「女の子がいる場所は」漫画家やまじえびね「描きたいことはないけれど、描けることはあるんじゃないか」

山本 鋼平 山本 鋼平
手塚治虫文化賞贈呈式の会場に展示されたやまじえびね「女の子がいる場所で」のパネル=東京・浜離宮朝日ホール
手塚治虫文化賞贈呈式の会場に展示されたやまじえびね「女の子がいる場所で」のパネル=東京・浜離宮朝日ホール

 漫画家のやまじえびね氏が8日、東京・浜離宮朝日ホールで朝日新聞社が主催する第27回・手塚治虫文化賞の贈呈式に出席した。「女の子がいる場所は」が短編賞に輝いた。

 同作品は宗教も文化も異なる5カ国の少女たちに降りかかる〝女の子だから〟を描いた短編集。サウジアラビアに暮らすサルマは大好きなサッカーを禁じられ、第二夫人の母に「わたしたちは結婚しないと生きていけないの?」と心の中で問いかける。

 やまじ氏は「とても緊張していますが、ここに至るまで簡単にお話しします」と切り出し、これまでの歩みを語った。

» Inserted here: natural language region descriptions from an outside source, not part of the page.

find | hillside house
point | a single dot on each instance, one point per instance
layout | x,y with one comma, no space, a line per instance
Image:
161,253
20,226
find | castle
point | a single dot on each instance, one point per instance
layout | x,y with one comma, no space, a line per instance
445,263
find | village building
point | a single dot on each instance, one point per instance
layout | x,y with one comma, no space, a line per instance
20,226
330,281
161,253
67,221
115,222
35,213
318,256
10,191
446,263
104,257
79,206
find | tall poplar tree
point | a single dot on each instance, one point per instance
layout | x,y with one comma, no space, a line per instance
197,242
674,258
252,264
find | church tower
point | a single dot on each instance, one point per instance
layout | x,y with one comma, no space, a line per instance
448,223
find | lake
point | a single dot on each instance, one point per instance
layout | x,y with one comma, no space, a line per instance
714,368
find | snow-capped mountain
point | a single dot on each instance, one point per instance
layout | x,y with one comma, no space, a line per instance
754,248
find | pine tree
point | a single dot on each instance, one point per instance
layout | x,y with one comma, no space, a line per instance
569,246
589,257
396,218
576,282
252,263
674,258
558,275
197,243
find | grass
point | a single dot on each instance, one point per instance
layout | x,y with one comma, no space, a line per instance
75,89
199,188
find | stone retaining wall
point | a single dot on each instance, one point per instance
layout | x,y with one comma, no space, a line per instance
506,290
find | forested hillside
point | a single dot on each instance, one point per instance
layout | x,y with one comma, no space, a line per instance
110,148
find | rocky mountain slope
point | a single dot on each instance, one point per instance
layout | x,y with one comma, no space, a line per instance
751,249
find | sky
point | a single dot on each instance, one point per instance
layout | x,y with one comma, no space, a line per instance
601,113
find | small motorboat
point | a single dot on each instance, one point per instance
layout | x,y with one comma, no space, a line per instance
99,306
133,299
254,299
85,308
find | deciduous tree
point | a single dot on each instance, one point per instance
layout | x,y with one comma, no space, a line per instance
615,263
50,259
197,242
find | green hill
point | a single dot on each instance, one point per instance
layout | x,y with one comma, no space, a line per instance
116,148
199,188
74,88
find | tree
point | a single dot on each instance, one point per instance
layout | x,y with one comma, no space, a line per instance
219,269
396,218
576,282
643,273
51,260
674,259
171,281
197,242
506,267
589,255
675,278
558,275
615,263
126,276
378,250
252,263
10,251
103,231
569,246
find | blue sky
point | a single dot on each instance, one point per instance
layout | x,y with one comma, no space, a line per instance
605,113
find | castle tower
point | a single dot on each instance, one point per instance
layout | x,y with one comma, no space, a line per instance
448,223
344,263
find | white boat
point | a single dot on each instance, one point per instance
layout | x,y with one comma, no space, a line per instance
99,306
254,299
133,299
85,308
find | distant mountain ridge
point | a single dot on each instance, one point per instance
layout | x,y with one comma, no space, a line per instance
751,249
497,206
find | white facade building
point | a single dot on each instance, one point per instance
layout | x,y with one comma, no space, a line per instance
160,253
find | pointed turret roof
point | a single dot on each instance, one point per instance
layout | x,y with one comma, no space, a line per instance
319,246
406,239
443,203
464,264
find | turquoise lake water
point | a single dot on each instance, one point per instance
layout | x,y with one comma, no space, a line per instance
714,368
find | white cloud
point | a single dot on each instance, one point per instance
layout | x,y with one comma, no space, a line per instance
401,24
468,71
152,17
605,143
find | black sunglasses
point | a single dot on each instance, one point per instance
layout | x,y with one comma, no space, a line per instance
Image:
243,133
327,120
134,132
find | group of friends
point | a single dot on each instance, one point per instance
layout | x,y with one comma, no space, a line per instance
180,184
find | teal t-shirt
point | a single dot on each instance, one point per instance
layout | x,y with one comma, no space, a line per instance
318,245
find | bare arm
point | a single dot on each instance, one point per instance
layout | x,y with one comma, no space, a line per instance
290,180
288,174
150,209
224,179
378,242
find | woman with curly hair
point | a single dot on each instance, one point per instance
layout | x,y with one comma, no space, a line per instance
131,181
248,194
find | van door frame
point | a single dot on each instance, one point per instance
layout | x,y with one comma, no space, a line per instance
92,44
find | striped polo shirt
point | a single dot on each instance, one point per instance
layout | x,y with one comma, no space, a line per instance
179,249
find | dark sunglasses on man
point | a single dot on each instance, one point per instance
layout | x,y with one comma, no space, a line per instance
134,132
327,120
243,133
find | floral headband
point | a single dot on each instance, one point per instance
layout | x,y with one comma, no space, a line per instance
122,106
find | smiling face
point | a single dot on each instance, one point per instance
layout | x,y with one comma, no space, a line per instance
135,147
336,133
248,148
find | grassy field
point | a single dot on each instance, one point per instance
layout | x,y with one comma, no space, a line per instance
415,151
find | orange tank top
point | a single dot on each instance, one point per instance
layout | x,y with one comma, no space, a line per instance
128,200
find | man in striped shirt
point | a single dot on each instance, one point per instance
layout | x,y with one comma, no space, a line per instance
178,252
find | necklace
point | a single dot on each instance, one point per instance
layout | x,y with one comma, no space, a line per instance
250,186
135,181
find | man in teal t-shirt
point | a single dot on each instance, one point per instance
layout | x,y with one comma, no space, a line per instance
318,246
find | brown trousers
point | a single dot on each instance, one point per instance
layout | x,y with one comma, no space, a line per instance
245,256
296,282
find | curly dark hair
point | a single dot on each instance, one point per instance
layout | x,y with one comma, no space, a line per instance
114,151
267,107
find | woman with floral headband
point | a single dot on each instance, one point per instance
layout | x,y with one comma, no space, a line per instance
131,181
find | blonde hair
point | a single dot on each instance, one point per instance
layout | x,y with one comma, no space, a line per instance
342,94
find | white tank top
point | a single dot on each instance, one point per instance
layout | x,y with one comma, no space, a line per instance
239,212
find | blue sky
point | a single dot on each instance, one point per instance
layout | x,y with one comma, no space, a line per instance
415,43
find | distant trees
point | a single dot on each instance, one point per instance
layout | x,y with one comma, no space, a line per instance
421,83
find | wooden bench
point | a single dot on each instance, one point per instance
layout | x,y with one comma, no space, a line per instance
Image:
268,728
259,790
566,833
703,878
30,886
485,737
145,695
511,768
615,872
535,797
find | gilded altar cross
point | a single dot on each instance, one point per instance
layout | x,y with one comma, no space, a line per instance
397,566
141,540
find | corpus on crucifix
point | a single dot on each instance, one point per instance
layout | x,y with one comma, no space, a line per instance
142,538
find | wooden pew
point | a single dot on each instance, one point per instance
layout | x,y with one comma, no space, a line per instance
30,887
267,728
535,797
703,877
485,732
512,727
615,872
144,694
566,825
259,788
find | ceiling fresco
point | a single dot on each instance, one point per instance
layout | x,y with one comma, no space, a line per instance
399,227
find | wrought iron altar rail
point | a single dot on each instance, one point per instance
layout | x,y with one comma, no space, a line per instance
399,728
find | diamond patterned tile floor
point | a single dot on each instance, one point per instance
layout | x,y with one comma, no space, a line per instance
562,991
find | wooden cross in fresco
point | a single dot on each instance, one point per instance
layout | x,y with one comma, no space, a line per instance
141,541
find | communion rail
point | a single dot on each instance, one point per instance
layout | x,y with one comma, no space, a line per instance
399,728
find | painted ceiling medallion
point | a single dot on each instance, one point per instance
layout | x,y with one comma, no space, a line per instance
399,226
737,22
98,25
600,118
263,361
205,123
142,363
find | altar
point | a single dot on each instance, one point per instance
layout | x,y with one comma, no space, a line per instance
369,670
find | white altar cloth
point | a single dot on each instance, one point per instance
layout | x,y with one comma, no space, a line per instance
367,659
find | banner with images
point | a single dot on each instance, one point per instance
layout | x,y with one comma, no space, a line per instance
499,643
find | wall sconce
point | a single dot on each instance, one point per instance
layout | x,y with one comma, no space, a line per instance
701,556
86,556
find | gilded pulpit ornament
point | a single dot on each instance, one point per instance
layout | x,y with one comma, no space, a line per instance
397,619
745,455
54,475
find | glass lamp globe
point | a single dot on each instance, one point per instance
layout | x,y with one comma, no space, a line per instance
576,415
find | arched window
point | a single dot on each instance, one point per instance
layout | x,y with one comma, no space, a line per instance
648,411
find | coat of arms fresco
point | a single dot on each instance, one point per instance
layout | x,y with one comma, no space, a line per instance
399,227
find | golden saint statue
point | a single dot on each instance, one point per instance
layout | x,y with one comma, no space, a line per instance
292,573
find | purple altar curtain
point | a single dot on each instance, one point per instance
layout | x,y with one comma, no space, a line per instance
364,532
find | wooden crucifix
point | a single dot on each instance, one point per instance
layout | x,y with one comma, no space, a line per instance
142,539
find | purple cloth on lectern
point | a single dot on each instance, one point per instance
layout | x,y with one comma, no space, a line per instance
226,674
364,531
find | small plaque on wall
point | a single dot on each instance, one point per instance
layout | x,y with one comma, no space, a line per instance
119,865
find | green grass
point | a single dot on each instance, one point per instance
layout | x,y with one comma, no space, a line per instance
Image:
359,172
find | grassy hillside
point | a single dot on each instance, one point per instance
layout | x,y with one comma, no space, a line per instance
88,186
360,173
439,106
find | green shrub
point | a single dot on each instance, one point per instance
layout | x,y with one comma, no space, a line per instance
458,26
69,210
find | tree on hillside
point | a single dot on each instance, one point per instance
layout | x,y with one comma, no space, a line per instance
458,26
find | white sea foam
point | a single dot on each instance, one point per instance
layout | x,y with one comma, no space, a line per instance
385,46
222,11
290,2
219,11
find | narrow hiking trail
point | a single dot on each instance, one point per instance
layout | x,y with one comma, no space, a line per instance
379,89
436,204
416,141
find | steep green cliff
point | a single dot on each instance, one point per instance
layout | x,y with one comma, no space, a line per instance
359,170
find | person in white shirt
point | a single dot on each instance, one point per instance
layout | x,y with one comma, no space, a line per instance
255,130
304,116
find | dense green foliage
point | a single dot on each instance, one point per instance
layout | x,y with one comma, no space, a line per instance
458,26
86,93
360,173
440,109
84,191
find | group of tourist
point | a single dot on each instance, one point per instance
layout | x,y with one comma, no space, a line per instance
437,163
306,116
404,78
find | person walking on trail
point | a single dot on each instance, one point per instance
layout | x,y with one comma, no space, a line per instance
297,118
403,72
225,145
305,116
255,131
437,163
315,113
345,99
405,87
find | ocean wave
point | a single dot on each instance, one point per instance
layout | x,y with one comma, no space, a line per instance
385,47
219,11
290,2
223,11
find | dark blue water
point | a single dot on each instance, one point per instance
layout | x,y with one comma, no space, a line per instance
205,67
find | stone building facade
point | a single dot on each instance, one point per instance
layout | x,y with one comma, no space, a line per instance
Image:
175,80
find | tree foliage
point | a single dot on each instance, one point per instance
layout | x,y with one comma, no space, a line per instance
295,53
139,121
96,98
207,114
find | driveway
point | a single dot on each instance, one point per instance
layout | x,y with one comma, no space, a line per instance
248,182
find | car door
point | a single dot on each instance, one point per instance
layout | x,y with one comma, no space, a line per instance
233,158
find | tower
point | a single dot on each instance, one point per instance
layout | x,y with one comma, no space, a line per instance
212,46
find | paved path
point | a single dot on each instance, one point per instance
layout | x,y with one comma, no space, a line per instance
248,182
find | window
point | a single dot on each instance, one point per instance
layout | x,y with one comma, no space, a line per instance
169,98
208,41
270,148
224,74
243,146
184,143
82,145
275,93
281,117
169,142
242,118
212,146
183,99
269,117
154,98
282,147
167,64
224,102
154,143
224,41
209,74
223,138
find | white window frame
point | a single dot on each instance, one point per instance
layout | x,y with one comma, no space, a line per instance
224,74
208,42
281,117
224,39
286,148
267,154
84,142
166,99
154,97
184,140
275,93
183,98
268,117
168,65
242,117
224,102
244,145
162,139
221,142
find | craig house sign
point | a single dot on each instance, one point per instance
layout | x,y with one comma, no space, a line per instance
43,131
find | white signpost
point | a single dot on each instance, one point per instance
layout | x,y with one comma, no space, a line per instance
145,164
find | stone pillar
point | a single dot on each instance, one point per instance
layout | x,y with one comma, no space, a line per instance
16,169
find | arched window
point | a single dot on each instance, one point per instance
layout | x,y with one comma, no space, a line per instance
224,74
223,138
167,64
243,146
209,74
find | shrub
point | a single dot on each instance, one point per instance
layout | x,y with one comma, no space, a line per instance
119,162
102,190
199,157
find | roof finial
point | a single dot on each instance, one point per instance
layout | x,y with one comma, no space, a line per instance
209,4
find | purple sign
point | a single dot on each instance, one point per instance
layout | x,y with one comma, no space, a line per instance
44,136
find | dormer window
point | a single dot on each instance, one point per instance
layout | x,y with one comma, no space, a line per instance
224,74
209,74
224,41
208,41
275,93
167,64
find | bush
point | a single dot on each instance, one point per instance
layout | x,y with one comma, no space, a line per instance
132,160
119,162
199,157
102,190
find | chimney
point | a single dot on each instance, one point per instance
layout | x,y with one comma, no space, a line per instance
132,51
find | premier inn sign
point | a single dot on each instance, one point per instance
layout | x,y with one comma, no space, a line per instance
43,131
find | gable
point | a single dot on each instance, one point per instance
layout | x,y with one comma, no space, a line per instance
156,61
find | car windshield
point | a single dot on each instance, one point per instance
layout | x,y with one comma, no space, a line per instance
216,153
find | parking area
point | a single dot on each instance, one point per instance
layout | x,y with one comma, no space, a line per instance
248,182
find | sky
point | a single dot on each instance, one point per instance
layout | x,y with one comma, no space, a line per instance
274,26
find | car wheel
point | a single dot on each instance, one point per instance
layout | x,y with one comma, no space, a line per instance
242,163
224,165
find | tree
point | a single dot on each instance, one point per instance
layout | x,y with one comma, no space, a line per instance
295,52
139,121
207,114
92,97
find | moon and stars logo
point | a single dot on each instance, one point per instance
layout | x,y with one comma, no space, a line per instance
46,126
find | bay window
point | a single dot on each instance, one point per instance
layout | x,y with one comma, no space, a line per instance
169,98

 「38年前に私はデビューしました。高校に入って、高野文子先生の作品に出会い、影響されて、8ページほどの漫画を描いてみました。その漫画の出来がいいのか悪いのか知りたくて、雑誌に投稿したら分かるかも、と送ってみました。するとある晩、電話がかかってきて、担当がつきますから漫画を勉強しませんかというお話。漫画で売れたいと思ったことはありませんでしたが、その時に断る理由が見つからなくて、やってみますと言ってしまいました。そして大学1年でデビューしました。漫画家になることはどういうことか、全然分かりませんでしたが、描きたいことがあるので、それをただ描き続けていきます」

 そう振り返ったやまじ氏に転機が訪れた。

 「ところが近年、描きたいことが出てこなくなりました。もう描きたいことがない。探してみるのですが、どのアイデアもワクワクしない。もう私の漫画家人生、そろそろ終いかなと考えておりました」

 そして、考えに変化が起こった。

 「描きたいことはないけれど、描けることはあるんじゃないか。そこで私が描けそうなことを担当さんに探してもらうことにしました。探してもらったお題を元に、漫画に取り組みました」と語り、担当者に深く感謝の言葉を寄せた。

 「描きたいことがなくなったらダメなのか。そんなことはないと分かりました。『女の子がいる場所で』はそんな風にしてできあがりました。本が出てからの反響が予想を超えてビックリしました。そして今、このような高い所から私はスピーチしています。本当に思いも寄らない驚きの結果が出ました」と語り、選考委員に感謝の言葉を述べた。

 終始、緊張しながらも、視線を落とさず、心中の言葉を必死に紡いだ。「素晴らしい賞を頂き、本当に励まされました。これからも私に描けることがあるならば、描いていこうと思います」とスピーチを締めくくった。

 やまじえびね氏は1985年「LaLa」でデビュー。代表作に「LOVE MY LIFE」「愛の時間」「レッド・シンブル」など。

 贈呈式にはマンガ大賞に輝いた「ゆりあ先生の赤い糸」の作者・入江喜和氏、「断腸亭にちじょう」で新生賞に選出されたガンプ氏、特別賞の楳図かずお氏も出席した。